Security in the cloud
Orange Device Management is a hosted offering that enables companies to remotely manage their device fleet, with IT managers able to send updates, troubleshoot, and even lock or wipe devices over the air. It requires no back end server and is said to be simple to set up and get running, making it ideal for small to medium sized firms that may lack some of the in-house IT skills of larger enterprises.
Anthony Keyworth, director of business products at Orange Business Services UK, said: “With business mobile needs constantly evolving, it is becoming increasingly important for organisations to be able to manage their device fleet in a cost-effective and time efficient way.
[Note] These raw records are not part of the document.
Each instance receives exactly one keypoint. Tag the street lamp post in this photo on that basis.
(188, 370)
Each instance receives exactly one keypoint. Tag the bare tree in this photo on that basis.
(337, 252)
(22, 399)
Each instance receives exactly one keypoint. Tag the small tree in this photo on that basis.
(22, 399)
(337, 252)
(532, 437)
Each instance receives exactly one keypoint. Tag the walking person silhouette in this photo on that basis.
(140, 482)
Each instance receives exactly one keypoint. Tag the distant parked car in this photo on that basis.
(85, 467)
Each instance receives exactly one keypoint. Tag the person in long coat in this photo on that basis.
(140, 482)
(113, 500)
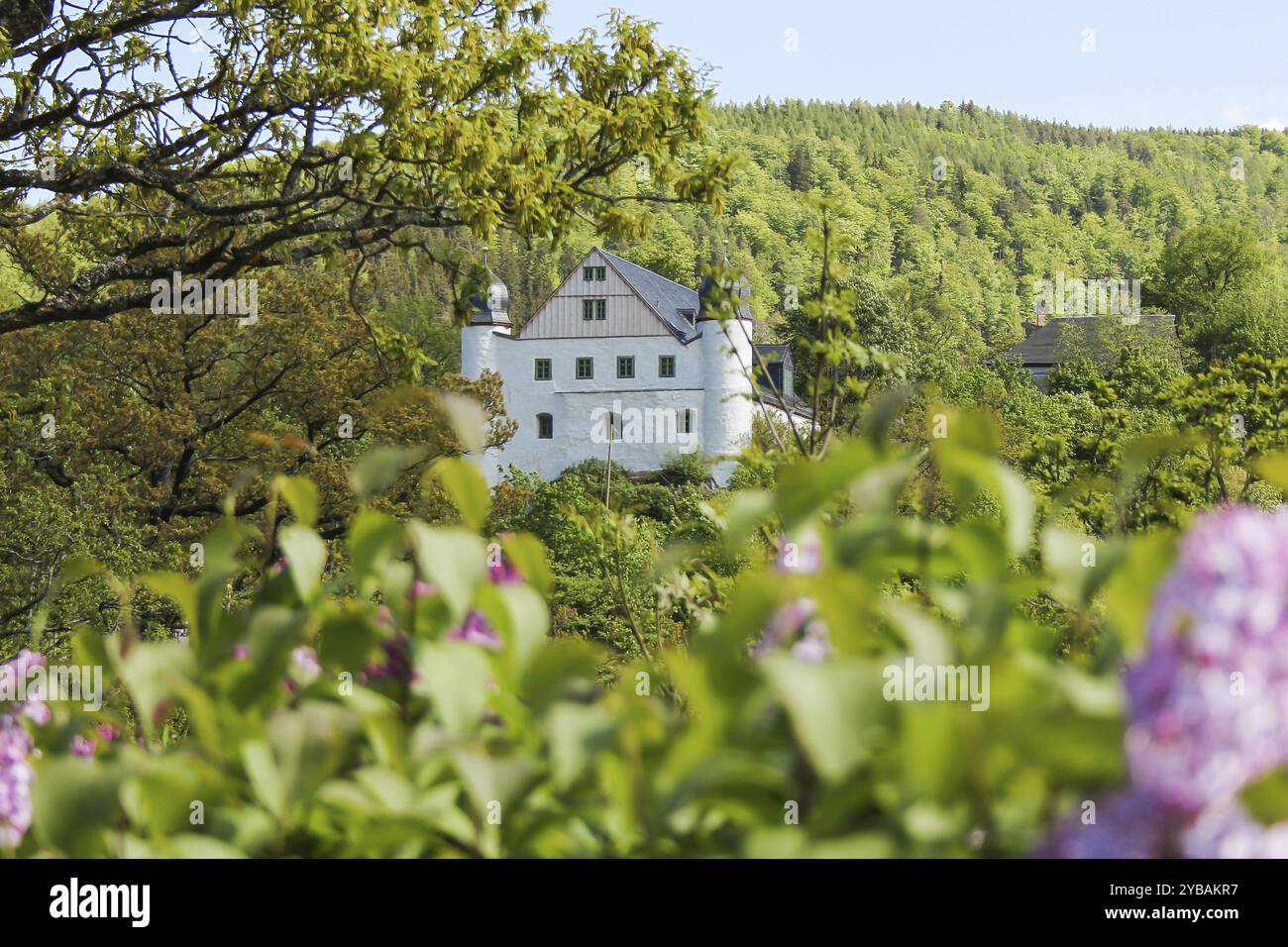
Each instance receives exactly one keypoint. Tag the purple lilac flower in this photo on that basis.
(802, 554)
(1132, 825)
(1228, 831)
(798, 622)
(397, 664)
(477, 630)
(16, 779)
(304, 664)
(16, 748)
(1210, 701)
(500, 570)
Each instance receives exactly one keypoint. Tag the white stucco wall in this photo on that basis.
(709, 381)
(647, 437)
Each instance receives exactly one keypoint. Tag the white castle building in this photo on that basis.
(622, 359)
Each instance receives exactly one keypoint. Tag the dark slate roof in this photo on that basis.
(768, 355)
(776, 354)
(1038, 350)
(709, 291)
(666, 298)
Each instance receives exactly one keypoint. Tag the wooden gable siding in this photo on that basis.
(561, 315)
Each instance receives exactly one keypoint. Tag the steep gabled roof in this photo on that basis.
(673, 303)
(1038, 350)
Orange Device Management helps increase the productivity of the mobile workforce, as well as providing businesses with greater security for their data.”
Orange claimed its Device Management service will enable businesses to make better and more efficient use of their assets. Applications no longer need to remain dormant or out of date, as IT managers can send the latest software versions directly to employees’ devices. Organisations are also able to reduce the amount of time spent on support, as device problems can be diagnosed and rectified over the air.
Orange Device Management is claimed to give organisations the peace of mind that their information is secure. Security features include: the ability to remotely enforce password policies; lock Bluetooth and camera functionality; wipe data from a device with a personalised message explaining where the device should be returned should it be lost; alarm unauthorised applications by sending an email to an assigned IT manager and remove unauthorised software; and create logs of all activity performed on the device.
Research in Motion (RIM) and Microsoft also have rich mobile device management (MDM) tools, albeit for their own devices or platforms rather than supporting the heterogeneity of devices that many companies will experience. Mformation is another big name in mobile device management, supplying its technology to mobile operators around the world, while MobilityWare does MDM for both Palm and Windows Mobile devices.
Meanwhile if proof were needed of the importance of MDM to business buyers, one need only look as far as Apple’s attempts to peddle the iPhone as suitable for enterprise buyers: the second generation iPhone Software includes not just support for Microsoft Exchange ActiveSync but certificates and identities, enforced security policies, more virtual private network (VPN) protocols, device configuration and even remote wipe.
CBR Opinion
Ultimately, it’s almost impossible to stop one of your employees, or indeed your CEO, from adding their name to the other 120,000 who leave their mobile devices behind when they step out of a London taxi. But with a little education and some effective mobile device management tools and policies in place, it should be possible to prevent that mishap turning into a corporate disaster.